Stand jetzt ist der Baubeschluss zur Südumfahrung auf das Jahresende 2021 terminiert, nachdem das Landratsamt im Herbst nochmals aktualisierte Zahlen zu den Kosten vorlegen möchte. Derzeit verdichten sich allerdings die Hinweise darauf, dass der Beschluss aufgrund von Verzögerungen eventuell erst zu Beginn des Jahres 2022 gefällt werden kann.

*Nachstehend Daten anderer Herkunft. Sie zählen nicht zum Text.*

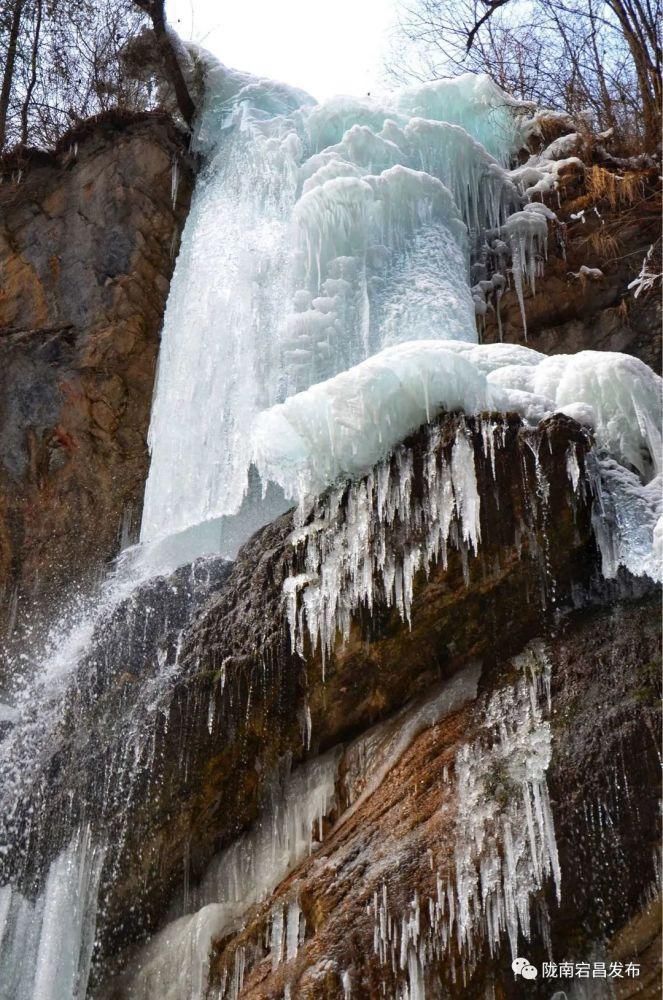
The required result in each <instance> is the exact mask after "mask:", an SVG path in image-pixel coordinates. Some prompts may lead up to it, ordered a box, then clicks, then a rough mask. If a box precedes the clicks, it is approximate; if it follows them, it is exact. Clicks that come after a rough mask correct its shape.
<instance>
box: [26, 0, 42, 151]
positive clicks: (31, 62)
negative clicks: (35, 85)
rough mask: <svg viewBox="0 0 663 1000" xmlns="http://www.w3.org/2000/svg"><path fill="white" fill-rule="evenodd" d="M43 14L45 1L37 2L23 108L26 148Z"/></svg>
mask: <svg viewBox="0 0 663 1000" xmlns="http://www.w3.org/2000/svg"><path fill="white" fill-rule="evenodd" d="M42 12H43V0H37V17H36V20H35V33H34V36H33V39H32V60H31V65H30V81H29V83H28V88H27V90H26V92H25V100H24V101H23V107H22V108H21V142H22V143H23V145H24V146H27V144H28V115H29V113H30V102H31V101H32V92H33V91H34V89H35V85H36V83H37V55H38V53H39V35H40V34H41V17H42Z"/></svg>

Eventuell verzögert sich der Baubeschluss ins neue Jahr
Auf Anfrage des SÜDKURIER hatte die Kreisverwaltung zuletzt jedoch nochmals betont, dass der Baubeschluss nach wie vor noch für das laufende Jahr angesetzt sei. Aktuell, so heißt es in der jüngsten Antwort des Landratsamtes, gebe es „etwas Verzögerung“ bei den laufenden Baugrunduntersuchungen. Außerdem fehle noch die Rückmeldung der Bahn zu den Planungen. Die Kreisverwaltung arbeite aber „mit Hochdruck“ daran, die beauftragten oder beteiligten Unternehmen dazu zu bewegen, ihre Unterlagen noch rechtzeitig vorzulegen, heißt es in dem Schreiben an die Redaktion.
Sollte der Baubeschluss allerdings doch noch ins neue Jahr verschoben werden müssen, hätten Initiative, Stadt und Gemeinderat noch einige Wochen mehr zeitliche Luft für die Organisation des Bürgerentscheids. Diesen gestreckten Zeithorizont werde man wegen der nötigen Fristen eventuell auch brauchen, heißt es aus dem Markdorfer Rathaus.